Ketika bintang Wanger meningkat, Johnstone mengumumkan pengunduran dirinya dari dunia akting pada tahun 1926. Bintang cantik itu tidak senang dengan kurangnya kedalaman peran yang tersedia baginya. Dan kejenakaan dan kegemaran suaminya terhadap para aktris muda hanya memperburuk keadaan. Untuk melepaskan diri dari kesengsaraan ini, Johnstone menemukan penghiburan dalam cinta lama lainnya.

Johnstone telah menjalin persahabatan dengan dokter suaminya, Samuel Hirschfeld.
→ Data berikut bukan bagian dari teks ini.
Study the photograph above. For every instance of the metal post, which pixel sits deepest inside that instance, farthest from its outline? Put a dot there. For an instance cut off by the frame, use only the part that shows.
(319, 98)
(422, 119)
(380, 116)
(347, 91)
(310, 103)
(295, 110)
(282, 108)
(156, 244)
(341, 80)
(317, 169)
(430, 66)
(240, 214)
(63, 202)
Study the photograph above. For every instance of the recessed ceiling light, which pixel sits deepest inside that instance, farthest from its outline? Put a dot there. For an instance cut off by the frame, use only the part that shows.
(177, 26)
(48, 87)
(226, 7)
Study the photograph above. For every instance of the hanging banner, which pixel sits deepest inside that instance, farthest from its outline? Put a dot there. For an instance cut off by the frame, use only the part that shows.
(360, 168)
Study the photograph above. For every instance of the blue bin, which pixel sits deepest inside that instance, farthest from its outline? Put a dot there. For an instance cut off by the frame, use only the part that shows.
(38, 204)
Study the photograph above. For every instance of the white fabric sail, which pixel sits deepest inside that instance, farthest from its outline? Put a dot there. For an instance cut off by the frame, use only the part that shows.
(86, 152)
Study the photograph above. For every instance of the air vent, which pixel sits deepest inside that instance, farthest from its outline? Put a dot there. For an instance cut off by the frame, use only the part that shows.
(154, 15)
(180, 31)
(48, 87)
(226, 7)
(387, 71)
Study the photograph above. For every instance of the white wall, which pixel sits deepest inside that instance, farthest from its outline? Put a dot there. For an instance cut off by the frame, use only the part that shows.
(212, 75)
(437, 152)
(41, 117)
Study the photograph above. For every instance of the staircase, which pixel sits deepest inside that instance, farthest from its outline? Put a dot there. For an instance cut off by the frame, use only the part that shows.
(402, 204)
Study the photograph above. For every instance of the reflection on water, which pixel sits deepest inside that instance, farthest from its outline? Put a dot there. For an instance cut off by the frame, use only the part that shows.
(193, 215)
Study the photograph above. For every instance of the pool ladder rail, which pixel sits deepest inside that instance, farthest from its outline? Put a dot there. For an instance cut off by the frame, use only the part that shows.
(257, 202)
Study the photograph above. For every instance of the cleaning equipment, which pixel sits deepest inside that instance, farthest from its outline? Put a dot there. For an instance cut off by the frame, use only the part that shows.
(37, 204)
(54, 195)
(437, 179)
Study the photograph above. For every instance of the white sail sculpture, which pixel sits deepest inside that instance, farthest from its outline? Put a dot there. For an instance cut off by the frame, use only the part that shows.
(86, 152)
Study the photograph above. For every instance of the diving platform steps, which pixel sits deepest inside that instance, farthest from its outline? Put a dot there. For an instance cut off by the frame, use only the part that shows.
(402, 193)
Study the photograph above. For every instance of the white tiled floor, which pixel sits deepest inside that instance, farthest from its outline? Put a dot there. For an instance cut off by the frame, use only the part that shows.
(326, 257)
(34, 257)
Pada tahun 1927, atas desakan Hirschfeld, ia mulai mengaudit kelas-kelas di Departemen Farmakologi dan Ahli Bedah Fakultas Kedokteran Universitas Columbia. Segera kursus di Columbia berubah menjadi pekerjaan sebagai asisten di laboratorium, di mana dia bekerja dengan Hirschfeld dan Dr. Harold Thomas Hyman.

Pekerjaan mereka terfokus pada fenomena “speed shock” dalam injeksi, yang terjadi ketika obat yang disuntikkan ke aliran darah memiliki efek mematikan jika dimasukkan terlalu cepat. Dengan Hirschfeld dan Hyman, ia ikut menulis makalah tahun 1931 “Pengaruh Kecepatan pada Respon terhadap Suntikan Intravena,” mengemukakan metode tetes lambat yang lebih aman.

Penelitian mereka akan mengarah pada infus IV modern dan pengobatan pra-penisilin untuk sifilis. Ketika berita tentang karir barunya di dunia kedokteran mencapai pers pada tahun 1941, wartawan berteriak-teriak mewawancarai Johnstone, yang menolak mereka semua.

Meskipun pers memandang peralihannya dari sirene layar ke peneliti ilmiah sebagai fenomena eksotis, Johnstone melihat dirinya sebagai wanita pekerja biasa. Dan setelah ketenaran awalnya, bintang film pensiunan menghargai privasinya.

Akhir yang Hening dari Kehidupan Luar Biasa Johnstone

Pada 1931, Justine Johnstone meninggalkan New York, mengikuti suaminya ke LA untuk pekerjaan barunya di Columbia Pictures. Tetapi karya ilmiahnya tidak berhenti. Dia terus meneliti penyembuhan penyakit di Caltech, bergabung dengan penelitian independen untuk penelitian kanker, dan terkenal sebagai ahli sifilis.

Setelah beberapa tahun yang tidak bahagia, ia dan Wanger bercerai pada tahun 1938, meskipun ia terus bekerja dengan nama Justine Wanger. Dia membuat komentar publik yang langka saat itu, mengatakan kepada New York Times bahwa Wanger adalah, “tiba-tiba, bermuka masam, dan tidak sopan.”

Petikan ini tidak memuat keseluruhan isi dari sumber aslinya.